Don’t get me wrong, this episode is leaps and bounds better than the first one, but I want the script to be tighter (don’t even joke about this rn).
The good: We get more of a peak into the giant financial operation that is “Jocelyn,” which, despite what Sam Levinson thinks, is the actually interesting part.
The bad: sex
We now understand that Jocelyn is a financial liability. Call me a monster, but I feel like the executives are not these totally horrible, unfeeling monsters.
I also can’t be the only one who thinks Nikki (the record exec with the bob) is completely in the right by veto-ing the song. Get her Nikki!
We also get some nice exposition in terms of how Jocelyn got to this point – her mother passed away and she had a mental breakdown after declining to postpone her tour.
And it’s made clear that Jocelyn is not, in fact, a once-in-a-lifetime singer/songwriter. She is inside the pop machine and about to be chewed up, spit out, and replaced.
Jocelyn: i need to prove to the label that I’m reliable!
Also Jocelyn: immediately does copious amounts of coke and doesn’t sleep before a major shoot.
The way Jocelyn is desperately texting Tedros as he ignores her messages is so annoying. Like, we’re expected to believe this physically perfect pop mega-star is getting ghosted by the rattail with legs? Alrighty…
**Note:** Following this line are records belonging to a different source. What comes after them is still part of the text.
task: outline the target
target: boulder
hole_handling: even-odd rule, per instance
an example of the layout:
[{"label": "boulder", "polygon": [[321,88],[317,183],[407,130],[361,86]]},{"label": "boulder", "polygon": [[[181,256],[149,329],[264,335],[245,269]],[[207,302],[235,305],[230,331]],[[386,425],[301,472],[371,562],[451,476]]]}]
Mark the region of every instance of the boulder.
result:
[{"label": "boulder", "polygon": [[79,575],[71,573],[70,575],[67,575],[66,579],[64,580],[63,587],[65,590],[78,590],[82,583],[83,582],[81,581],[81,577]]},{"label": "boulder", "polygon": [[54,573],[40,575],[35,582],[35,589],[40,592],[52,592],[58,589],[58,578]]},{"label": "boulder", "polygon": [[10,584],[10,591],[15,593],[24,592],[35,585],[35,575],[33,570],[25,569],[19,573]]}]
Mind you, this remix that she worked on with Tedros is so bad lmao — like I’m trying to listen to the song, I don’t need Lily-Rose Depp’s moaning and wailing in the background
We get it, you want to break out of this SHALLOW pop star mold and make music that “matters.” But the issues with this direction are twofold: first of all, it’s kind of trite – she’s not like other pop stars, she’s a deep pop star. Second, it’s so funny how this remix is supposed to represent this deep, dark side of Jocelyn that the world isn’t ready to see and it’s literally just a standard pop song but with porn star moaning. Like, we’re not exactly recording We Are The World here
Again, the issue is not that the remixed song is “not commercial,” it’s that it’s horrible
Also, the original kind of slays. Got me through my workout the other day…
The music video sequence was a great performance on Lily-Rose Depp’s part — she really sold Jocelyn’s whole escalation from slightly nervous to full-on-breakdown. Having said that, there is something so weird and dark about how this show seems devoted to the degradation of Jocelyn’s body – for example, the marks on her thighs & the bloody feet, to say nothing of the ongoing choking thing. Clearly, Levinson/The Weeknd are aware of this dark undertone and they want it that way, but it becomes grating because it’s hard to see what greater narrative the whole torture porn aesthetic is in service of
I understand the commentary, which, again, Tedros spells out for us (you’re not a human, you’re a star etc., etc.), but that’s not the same thing as the actual narrative/plot/storyline.
One thing about Lily-Rose Depp is she’s gonna cry on cue and do it with APLOMB. I’m telling you, those tears spring from her eyes like water from a faucet. I’ve seen rivers with less reliable flow.
I’m going to be heartless for ten seconds, but I think it was a little hammy to have Jocelyn actually say out loud “I miss my mom!” Like, don’t worry, we didn’t forget from the exposition ten minutes ago.